Concept is the cornerstone of mathematics. Learning concepts (including theorems and properties) requires not only knowing why, but also knowing why. Many students only pay attention to memorizing concepts and ignore their own background, so they can't learn math well. For every definition and theorem, we should know how it comes from and where it is used on the basis of remembering its content. Only in this way can we make better use of it to solve problems. To understand the concept deeply, you need to do more exercises. What is "doing more exercise" and how to do it? Please refer to recommendations 2 and 3.

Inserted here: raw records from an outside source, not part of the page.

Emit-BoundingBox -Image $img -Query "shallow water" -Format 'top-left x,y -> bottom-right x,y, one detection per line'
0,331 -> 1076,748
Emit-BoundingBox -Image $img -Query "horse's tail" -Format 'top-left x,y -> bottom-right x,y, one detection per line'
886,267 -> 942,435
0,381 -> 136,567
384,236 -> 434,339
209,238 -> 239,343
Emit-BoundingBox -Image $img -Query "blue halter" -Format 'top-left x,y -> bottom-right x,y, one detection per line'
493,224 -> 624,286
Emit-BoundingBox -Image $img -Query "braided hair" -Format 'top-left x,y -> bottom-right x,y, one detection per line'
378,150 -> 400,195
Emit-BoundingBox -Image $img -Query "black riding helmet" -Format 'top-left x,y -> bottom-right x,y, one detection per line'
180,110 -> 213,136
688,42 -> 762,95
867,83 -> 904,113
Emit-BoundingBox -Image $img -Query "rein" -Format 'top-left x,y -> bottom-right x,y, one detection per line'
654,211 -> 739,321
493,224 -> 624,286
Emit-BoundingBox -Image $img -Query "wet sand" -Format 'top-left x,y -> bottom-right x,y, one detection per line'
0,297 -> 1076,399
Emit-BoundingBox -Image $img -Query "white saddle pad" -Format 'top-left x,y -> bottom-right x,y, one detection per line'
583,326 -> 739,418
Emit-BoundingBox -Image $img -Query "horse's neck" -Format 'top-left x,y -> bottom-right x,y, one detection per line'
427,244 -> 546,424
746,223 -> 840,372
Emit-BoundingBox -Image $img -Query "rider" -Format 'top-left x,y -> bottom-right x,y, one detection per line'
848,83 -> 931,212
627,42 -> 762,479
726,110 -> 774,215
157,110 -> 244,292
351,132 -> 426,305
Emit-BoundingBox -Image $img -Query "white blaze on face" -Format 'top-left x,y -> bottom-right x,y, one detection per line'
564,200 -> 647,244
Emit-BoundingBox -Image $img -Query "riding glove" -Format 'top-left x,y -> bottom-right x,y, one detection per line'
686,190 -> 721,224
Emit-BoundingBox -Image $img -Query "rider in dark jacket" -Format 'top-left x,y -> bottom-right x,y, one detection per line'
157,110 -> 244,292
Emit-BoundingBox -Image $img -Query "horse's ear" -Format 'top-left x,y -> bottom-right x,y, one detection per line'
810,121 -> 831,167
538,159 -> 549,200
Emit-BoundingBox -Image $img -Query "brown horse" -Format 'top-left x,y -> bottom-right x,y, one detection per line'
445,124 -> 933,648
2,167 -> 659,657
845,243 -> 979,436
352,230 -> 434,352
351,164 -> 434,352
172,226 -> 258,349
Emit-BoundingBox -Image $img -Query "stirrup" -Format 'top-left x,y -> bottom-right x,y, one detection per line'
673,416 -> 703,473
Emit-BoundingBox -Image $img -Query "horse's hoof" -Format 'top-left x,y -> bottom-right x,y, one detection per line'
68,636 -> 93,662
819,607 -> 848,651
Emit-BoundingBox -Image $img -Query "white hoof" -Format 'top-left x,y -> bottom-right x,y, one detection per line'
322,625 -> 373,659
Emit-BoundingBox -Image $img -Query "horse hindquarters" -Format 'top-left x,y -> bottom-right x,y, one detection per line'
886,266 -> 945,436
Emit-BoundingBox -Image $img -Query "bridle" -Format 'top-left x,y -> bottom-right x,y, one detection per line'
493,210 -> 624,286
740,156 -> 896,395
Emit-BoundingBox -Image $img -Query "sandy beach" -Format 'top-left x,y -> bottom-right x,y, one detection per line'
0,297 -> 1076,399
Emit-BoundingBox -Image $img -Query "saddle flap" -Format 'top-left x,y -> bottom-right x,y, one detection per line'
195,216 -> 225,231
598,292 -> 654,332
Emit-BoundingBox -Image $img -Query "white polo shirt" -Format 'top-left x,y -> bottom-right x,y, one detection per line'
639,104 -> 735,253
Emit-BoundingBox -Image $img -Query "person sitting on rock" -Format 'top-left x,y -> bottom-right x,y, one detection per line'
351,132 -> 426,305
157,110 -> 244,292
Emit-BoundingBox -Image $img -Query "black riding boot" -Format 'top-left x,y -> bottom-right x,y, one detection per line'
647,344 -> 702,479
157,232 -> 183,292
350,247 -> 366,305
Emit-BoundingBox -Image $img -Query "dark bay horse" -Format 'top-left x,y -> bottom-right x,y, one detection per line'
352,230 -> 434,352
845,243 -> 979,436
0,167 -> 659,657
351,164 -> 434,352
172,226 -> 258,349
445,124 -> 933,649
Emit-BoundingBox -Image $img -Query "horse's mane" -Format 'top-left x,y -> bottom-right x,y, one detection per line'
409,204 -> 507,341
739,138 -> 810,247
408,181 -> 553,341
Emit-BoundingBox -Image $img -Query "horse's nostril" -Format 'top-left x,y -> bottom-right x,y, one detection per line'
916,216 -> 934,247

Recommendation 2: Read more examples.

After explaining the basic content, the math teacher will always give students some extra-curricular examples and exercises, which is of great benefit. The concepts and theorems we learn are generally abstract. In order to make them concrete, we need to apply them to the theme. Because students have just come into contact with this knowledge and have not used it skillfully, examples will play a role. However, because the examples added by the teacher are very limited, we should find some examples ourselves, and we should pay attention to it: we can't just look at the skin, not the connotation. When we look at the examples, we should really master the methods and set up a broader idea of solving problems. We should combine thinking with observation. Let's look at an example. After reading the questions, we can think about how to do it first, and then compare the answers to see what our ideas are better than the answers, so as to promote our improvement, or our ideas and answers are different. We should also find out the reasons and sum up experience. Examples of various difficulties are taken into account. Looking at examples step by step is the same as "doing problems" in the back, but it has a significant advantage over doing them: examples have ready-made answers and clear ideas, and you can draw conclusions as long as you follow their ideas, so you can look at some skillful, difficult and difficult examples, such as competition problems with moderate difficulty, without exceeding what you have learned. This can enrich knowledge and broaden thinking, which is very helpful to improve the comprehensive application ability of knowledge. Reading examples is a very important link to learn math well in senior two, which can't be ignored.